During the past three and a half years, any notion of an investment safe haven—a place where money can be put with little or no risk—has disappeared.
At Goldman Sachs Asset Management, we commissioned the Economist Intelligence Unit in 2010 to conduct a survey among European investors to gauge thinking following the crisis. The survey, “Assessing and Explaining Risk,” posed questions to 289 private and corporate investors and financial advisers across Europe.
The results showed that respondents’ perception of risk had increased in all asset classes. The status of those such as cash and fixed income—normally assumed to be safe—had been challenged. At the same time, 61 per cent of British investors expected a mix of strong growth in emerging markets and low growth in developed markets.
Yet here’s the paradox: most investors still have a huge home market bias in their investment strategies, meaning they prefer to buy securities listed in their own country. But the sovereign debt crisis in Europe has exposed the dangers of such traditional thinking. With risks and opportunities surfacing in unexpected places, there is now a powerful case for investors to adopt more flexible and opportunistic strategies.

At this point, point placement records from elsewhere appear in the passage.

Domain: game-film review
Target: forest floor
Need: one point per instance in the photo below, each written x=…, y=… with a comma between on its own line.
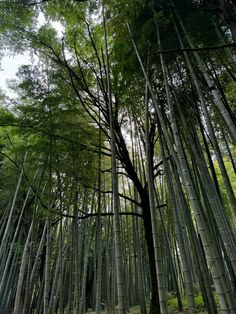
x=136, y=310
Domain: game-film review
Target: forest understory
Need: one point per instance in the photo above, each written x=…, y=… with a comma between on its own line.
x=118, y=157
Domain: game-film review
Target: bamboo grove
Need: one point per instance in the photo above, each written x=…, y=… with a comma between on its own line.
x=118, y=157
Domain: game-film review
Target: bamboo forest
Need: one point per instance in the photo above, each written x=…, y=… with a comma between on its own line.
x=118, y=157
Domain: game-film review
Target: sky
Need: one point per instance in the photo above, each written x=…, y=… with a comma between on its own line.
x=9, y=64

Bond portfolios with a global span are increasingly attractive. An unconstrained approach is appropriate now that markets are shaped by global forces including sovereign debt risk, global fiscal imbalances, and concerns about inflation and interest rates.
Most new opportunities can be found in the emerging world—but the term “emerging” is as outdated as “safe haven.” If a country already constitutes 1 per cent or more of global gross domestic product, should it really be called “emerging”? Currently, there are eight such countries: Brazil, Russia, India, China, Mexico, South Korea, Turkey and Indonesia. Jim O’Neill, the chairman of Goldman Sachs Asset Management, is now arguing for these countries to be classified as “growth markets.”
Not only are growth markets already powering a big part of the world economy, but their size and macroeconomic prospects also offer the potential for transformational growth in the coming decades. We believe that they will be eight out of the top ten contributors to global growth in the current decade, potentially adding about $16 trillion to global GDP, which is at least three times the potential GDP contribution from the US and Europe combined.
There are many ways for investors to access growth markets, both through buying stocks or bonds. One obvious route is through investment in regional or “composite” funds, which hold assets from companies in a wide range of markets; but there are also numerous country specific strategies focusing on countries such as Brazil, China, India and Korea. Increasingly, investors are looking at emerging market debt funds, given the strong economic positions of many of the growth market economies.
There are also less obvious ways of investing in growth markets. For investors who consider them an unknown quantity or as being too risky, investments in European or US equities funds can give indirect exposure to the growth markets. Amid the gloom and doom in the developed world, it should be remembered that Europe and the US are about more than just the sovereign debt crisis. In Europe and the US, many established companies make money from Asia and Latin America in particular, and derive an increasing proportion of their revenues from them.
But how can the value and performance of companies in different countries be compared? Most indices use a methodology based on the total value of all the outstanding shares in a company—the “market capitalisation.” There are some problems with this. Historically, this method has tended to increase the risk of bubbles. In the late 1980s, this happened with Japanese stocks in the MSCI World Index and again, in the late 1990s, a bubble formed in IT stocks within the S&P 500 Index. The asset management industry needs to consider new methods of valuing companies, which pay more attention to the GDP growth of the host country. This would take into account the rising influence and importance of the world’s new growth markets in particular and would help investors get a more appropriate level of exposure to the long-term sources of return.
Whether in bonds or equity investment, the danger to investment portfolios lies in the illusion that there are safe havens in either particular asset classes or individual countries. The realisation that there are not shouldn’t paralyse investors, however. The investment world offers plenty of new opportunities, but to find them we might have to look overseas, to places that we have not paid attention to before. That is the challenge for 2012 and beyond.